By William Ysaguirre
Local demand for Plantation White Sugar (PWS) has increased by 21 percent increase in sales compared to last year, American Sugar Refineries/ Belize Sugar Industries Ltd (ASR/BSI) reported in response to queries from the Ministry of Agriculture and the Sugar Industry Control Board (SICB) about a perceived shortage of sugar on the local market.
Based on past experience, when the company sold a little over 12,000 tonnes of white sugar last year, the company has enough sugar in its warehouses to supply local market demand until the next crop started.
However, there is a significant disparity in price between white sugar sold in Belize and the price in neighboring countries, BSI’s Director of Finance Shawn Chavarria indicated in a Zoom virtual press briefing on Wednesday morning, October 4.
The price of white sugar in Belize is a mere 40 percent of what it would fetch in Mexico, and the price of brown sugar in Belize is half the price in Mexico.
The company sells sugar to all and sundry, but not all that sugar may be ending up on Belizean tables. Chavarria hazarded a guess that the favorable prices among our neighbors encourages profiteering by some local buyers, who may be transporting sugar across the border, perhaps as much as 1,500 tonnes per year.
Only stronger Customs enforcement and border management can prevent such contraband, until domestic prices are adjusted to remove the profit motive, he warned.
The perceived shortages in supply were reported mostly in the west and south, he said, and as these municipalities are close to the border, the shortages suggest that some of the sugar intended for local consumers may be finding its way across the border.
The company had recommended from March this year that price controls be removed to allow local sugar prices to come in line with world sugar prices, a move the Government has strongly resisted for it would result in an increase in the cost of living. The company has provided the government and other sugar industry authorities with a list of sugar buyers, and a 10-year record of sugar sales, which show that brown sugar demand has been relatively stable and only white sugar sales jumped 20 percent in the past year.
Minister of Agriculture and Food Security Hon. Jose Abelardo Mai weighed in on the matter by saying the government will not allow any change in the controlled price of sugar at this time.
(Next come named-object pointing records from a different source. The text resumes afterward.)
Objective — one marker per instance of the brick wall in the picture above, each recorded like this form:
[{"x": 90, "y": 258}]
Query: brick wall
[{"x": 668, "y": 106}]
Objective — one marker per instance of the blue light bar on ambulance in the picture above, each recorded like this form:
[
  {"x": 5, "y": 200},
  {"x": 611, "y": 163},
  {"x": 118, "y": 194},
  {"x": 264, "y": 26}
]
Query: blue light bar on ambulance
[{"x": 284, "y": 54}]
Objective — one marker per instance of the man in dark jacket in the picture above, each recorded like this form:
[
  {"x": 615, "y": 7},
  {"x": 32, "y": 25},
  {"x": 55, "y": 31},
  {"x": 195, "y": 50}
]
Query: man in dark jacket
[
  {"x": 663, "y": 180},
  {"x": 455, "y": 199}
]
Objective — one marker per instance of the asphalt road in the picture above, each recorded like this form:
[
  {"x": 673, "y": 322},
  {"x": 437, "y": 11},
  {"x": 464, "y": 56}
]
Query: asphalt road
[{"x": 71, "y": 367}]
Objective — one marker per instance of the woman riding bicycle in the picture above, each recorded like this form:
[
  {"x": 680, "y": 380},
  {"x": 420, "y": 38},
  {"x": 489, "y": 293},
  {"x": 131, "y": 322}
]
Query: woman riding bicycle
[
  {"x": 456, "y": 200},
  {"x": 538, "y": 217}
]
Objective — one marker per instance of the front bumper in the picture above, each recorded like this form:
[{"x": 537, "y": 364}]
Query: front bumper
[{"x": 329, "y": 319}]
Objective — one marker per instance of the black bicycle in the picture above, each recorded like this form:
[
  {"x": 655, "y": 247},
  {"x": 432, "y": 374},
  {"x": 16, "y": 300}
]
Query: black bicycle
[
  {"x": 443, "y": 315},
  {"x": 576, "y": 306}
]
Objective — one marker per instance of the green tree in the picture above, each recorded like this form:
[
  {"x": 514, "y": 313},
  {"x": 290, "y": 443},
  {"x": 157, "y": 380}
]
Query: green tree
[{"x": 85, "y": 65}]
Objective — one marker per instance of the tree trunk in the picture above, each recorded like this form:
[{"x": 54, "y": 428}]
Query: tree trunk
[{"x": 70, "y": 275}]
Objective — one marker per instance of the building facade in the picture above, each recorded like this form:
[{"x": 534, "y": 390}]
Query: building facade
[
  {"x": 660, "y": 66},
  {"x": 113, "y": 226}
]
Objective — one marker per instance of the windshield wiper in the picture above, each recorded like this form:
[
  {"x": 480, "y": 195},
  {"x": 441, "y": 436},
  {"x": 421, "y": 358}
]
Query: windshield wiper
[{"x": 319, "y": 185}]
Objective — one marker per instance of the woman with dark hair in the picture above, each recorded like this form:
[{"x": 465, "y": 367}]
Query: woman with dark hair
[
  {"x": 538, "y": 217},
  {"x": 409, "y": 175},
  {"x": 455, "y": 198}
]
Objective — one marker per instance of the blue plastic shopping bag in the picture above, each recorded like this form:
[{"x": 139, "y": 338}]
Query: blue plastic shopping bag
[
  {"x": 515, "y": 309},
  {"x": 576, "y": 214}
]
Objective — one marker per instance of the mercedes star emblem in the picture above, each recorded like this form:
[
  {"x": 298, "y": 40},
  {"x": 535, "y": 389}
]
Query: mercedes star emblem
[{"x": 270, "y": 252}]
BSI proposed the price adjustment as way to increase cane farmers’ earnings, but the Belize Sugar Cane Farmers Association has also resisted the change.
As to how to control and prevent contraband, Minister Mai noted that in neighboring countries, the sugar producer does not sell directly to wholesalers nor retailers. All sugar is sold to one central marketing authority, which then packages the sugar to be sold retail on the domestic market. Such packaging with clear labeling might do much to prevent Belizean sugar ending up on supermarket shelves across the border.